January 23rd, 2013 · 8 Comments

Golf Channel is running an online tournament featuring the 16 greatest players of all time. Randall Mell wrote the article introducing the event, but I suspect that the players were ranked by the Golf Channel’s panel of “experts.”

The players appear in brackets on their site, so I shuffled them to create Golf Channel’s Top 16 list, from top to bottom. I have included my comments, which may lead to rounds of applause and/or jeers and catcalls.

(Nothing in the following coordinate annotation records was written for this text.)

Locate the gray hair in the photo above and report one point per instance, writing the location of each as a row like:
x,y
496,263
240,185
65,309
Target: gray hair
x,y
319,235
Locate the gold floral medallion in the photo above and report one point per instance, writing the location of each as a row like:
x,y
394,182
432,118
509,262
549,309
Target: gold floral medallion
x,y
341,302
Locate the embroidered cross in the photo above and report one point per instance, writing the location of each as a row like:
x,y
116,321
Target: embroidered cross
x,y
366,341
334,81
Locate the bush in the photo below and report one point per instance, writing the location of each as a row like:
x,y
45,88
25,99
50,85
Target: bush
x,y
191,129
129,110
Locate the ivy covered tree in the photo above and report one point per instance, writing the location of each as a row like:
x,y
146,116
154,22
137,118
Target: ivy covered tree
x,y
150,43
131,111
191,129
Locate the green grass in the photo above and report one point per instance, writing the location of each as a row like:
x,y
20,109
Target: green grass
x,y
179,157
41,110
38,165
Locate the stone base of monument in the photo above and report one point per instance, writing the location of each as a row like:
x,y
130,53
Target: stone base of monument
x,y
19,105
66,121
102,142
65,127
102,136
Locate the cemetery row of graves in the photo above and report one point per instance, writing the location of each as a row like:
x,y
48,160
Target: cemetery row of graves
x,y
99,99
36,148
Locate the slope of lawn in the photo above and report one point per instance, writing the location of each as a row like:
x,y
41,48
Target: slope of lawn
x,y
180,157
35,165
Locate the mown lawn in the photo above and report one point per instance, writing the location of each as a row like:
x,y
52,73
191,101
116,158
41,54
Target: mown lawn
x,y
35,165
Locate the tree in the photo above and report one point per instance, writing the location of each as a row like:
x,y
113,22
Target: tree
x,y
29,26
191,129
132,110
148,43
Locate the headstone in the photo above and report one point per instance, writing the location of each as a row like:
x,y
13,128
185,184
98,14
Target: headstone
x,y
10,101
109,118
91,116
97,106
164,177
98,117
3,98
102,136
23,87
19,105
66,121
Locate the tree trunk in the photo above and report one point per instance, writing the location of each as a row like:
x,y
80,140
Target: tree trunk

1  Jack Nicklaus – With 18 majors and 19 seconds he belongs on top.
2  Tiger Woods – Would be Best Ever is definitely not there yet.
3  Ben Hogan – Solid pick for third best, record hurt by war, injury.
4  Bobby Jones – Did not play enough against pros to justify this ranking.
5  Sam Snead – Pretty swing  and longevity biases lead to overrating.
6  Arnold Palmer – Founder of GC given a boost. Top 10 maybe, but not top 6.
7  Byron Nelson – Benefits too much from the streak against weak fields.
8  Walter Hagen – Belongs in Top 5 with 11 majors – 16 with Western Open Ws.
9  Gary Player – The best world golfer ever should be 2-3 spots higher.
10  Tom Watson – The Yin: 5 Opens. The Yang: Only won 3 other majors.
11  Gene Sarazen – Third best of the 1920-30s is in about the right spot.
12  Billy Casper – Mr. Underrated has now become Mr. Way Overrated.
13  Lee Trevino – Beat Nicklaus 4 times & Open double in 1971.
14  Nick Faldo – The 6 majors we hear about endlessly warrant this spot.
15  Seve Ballesteros – Overrated because of his genius at the short game.
16  Phil Mickelson – With a better mental game he would be in the top 10.

Players to Add
Harry Vardon, the first legitimate Best Ever, won 7 majors in an era with few available starts (travel, and no PGA and Masters).
Ernie Els* (for anchored putter) belongs in the Top 16 if Mickelson does as their overall records in the majors are nearly identical, and because Els won his on four different courses compared to only two for Mickelson.

Players to Cut
Billy Casper gets cut because of his relatively poor record in the majors (he is the only player in GC’s Top 16 to win fewer than 4 majors) as he ignored the Open for so many years while playing for money first, history second.
Seve Ballesteros gets bumped because his overall record in the majors (which gives weight to wins and close finishes) is not nearly as strong as Mickelson’s and Els’.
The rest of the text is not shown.